Trace International describes itself as “a globally recognized anti-bribery business organization and leading provider of third party risk management solutions.” (See here). According to Trace, its “due diligence solutions” are “based on internationally accepted best practices and our experience and familiarity with the compliance needs of multinational companies.”
According to Trace, being “Trace Certified” “means that you or your company have completed a comprehensive due diligence process administered by TRACE, the world’s leading anti-bribery standard setting organization.” Trace states that “the successful completion of TRACE certification demonstrates your commitment to commercial transparency, allowing you to serve as a valued business partner to multinational companies” and that one of the advantages of being Trace certified is “gain[ing] a valuable compliance credential that differentiates you from competitors and is widely recognized in the international business community.” (See here).
One interesting piece of the puzzle in the DOJ’s recent announcement of FCPA charges against former Unaoil executives (see here for the prior post) involves Trace International.
According to the DOJ:
“C Ahsani and S. Ahsani conspired with others to make false statements, through interstate and international wire communications, to ‘Due Diligence Organization,” an anti-bribery organization headquartered in the United States whose identity is known to the United States and the Defendants.
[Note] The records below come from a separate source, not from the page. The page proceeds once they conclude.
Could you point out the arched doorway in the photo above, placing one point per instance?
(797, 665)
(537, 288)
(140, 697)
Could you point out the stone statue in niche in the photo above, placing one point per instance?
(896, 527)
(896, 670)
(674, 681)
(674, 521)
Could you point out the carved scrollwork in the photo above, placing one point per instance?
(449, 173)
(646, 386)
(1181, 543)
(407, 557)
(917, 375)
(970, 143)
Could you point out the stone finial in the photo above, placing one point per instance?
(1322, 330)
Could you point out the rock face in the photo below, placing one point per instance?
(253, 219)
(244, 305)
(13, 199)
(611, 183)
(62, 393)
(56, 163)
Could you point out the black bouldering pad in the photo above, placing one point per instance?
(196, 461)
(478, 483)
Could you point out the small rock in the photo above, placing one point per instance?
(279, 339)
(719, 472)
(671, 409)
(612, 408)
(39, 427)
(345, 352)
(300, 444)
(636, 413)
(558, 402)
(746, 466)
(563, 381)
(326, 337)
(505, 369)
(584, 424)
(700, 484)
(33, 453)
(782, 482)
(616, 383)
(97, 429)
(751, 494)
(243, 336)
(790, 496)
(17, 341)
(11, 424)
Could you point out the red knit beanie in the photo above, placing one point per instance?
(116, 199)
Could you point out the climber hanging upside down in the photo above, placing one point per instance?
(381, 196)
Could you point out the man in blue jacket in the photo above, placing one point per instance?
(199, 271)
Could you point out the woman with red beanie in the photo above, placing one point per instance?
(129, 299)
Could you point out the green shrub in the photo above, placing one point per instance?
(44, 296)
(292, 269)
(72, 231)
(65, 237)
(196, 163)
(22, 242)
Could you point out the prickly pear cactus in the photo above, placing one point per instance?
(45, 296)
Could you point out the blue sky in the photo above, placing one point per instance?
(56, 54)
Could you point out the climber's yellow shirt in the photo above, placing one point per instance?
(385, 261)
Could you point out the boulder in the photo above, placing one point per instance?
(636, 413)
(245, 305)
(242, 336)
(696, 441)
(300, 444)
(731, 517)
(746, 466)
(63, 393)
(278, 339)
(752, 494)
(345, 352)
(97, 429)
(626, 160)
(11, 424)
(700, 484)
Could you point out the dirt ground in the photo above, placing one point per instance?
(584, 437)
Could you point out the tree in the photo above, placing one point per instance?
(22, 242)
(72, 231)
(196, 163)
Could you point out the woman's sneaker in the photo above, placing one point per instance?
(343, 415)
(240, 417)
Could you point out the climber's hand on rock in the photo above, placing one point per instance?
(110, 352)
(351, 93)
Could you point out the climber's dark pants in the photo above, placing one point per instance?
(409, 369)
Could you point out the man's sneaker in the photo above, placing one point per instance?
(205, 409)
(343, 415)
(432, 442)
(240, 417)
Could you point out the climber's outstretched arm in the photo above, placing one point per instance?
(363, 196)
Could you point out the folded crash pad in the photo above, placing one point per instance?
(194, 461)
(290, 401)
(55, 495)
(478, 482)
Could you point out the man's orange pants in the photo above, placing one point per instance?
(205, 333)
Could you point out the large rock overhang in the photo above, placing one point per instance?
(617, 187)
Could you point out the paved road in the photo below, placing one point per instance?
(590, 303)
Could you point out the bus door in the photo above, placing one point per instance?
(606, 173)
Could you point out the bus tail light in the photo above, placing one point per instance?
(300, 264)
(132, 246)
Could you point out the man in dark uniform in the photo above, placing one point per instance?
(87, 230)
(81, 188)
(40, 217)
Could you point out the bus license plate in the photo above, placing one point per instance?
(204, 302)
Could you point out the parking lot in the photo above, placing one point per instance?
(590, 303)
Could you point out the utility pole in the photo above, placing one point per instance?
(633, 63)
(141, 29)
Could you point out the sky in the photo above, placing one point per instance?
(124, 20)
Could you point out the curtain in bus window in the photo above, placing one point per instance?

Due Diligence Organization offered companies due diligence services, including screenings and certifications, which were designed to signal whether a company had met certain anticorruption standards.
Beginning in or around 2006, Rolls-Royce compliance department initiated a new control that required all sales agents to under Due Diligence Organization’s screening and obtain a compliance certification. In order to obtain Due Diligence Organization’s certification and continue doing business with Rolls-Royce, … C. Ahsani, S. Ahsani, and others agreed to cause materially false and misleading information to be transmitted, through interstate and international wire, to Due Diligence Organization in the United States, including false statements that [Unaoil] was not involved in the payment of bribes to foreign government officials. Further C. Ahsani, S. Ahsani, and others provided Due Diligence Organization with business references, including executives [at certain companies] who knew that [Unaoil] paid bribes to win business [for those companies]. C. Ahsani, S. Ahsani, and others caused [Unaoil] to submit false statements so that [Unaoil] could continue to maintain Due Diligence Organization’s certifications until at least in or around 2015.”
According to this article:
“Since 2007, Unaoil has been certified by anti-corruption agency Trace International. This in itself raises serious questions about the worth of such international accreditation.”
This 2016 blog post, authored by Trace President and Founder Alexandra Wrage, stated in pertinent part:
“We have conducted due diligence on tens of thousands of good, serious, well-run companies that have been reviewed (and re-reviewed) to a high, common standard with elaborate checks built into the process to assess the accuracy of the information provided.
TRACE member companies have been full partners in this. They have helped us “crowd source” better more reliable information; they’ve been quick to share concerns with us and generous with suggested improvements to our due diligence processes.
And then came UNAOIL
We are not naive. We knew that the sheer volume of due diligence we handle meant we would eventually have a UNAOIL in our midst. That is, a TRACEcertified entity under criminal investigation.
We can hope these cases come along only rarely. And we can take some satisfaction at how the compliance landscape has evolved and the lengths, lies and doublespeak these guys were driven to in order to circumvent controls and advance their schemes. But we’ll remain braced for the possibility of others. The world will never be risk-free and it will never be corruption-free, just as it will never be free of other kinds of crime.”
As described here, Unaoil appears not to be the only instance in which Trace’s due diligence has been an issue.
The above is not necessarily a dig at Trace’s process. Conducting due diligence is of course not perfect and on some level due diligence providers need to trust information that may be provided to them unless red flags suggest that the information is false, misleading or in question.
Yet, the Trace International piece of the puzzle in the Unaoil matter does call into question the value of various certifications / seals of approval / whatever you want to call it offered by private business entities and perhaps raises the question of whether they represent a false sense of security to others dealing with the “certified” entity. For instance, the DOJ’s charging documents reference approximately 25 other companies caught up in the Unaoil matter. Did any of these companies rely on Unaoil’s Trace certification in doing business with Unaoil?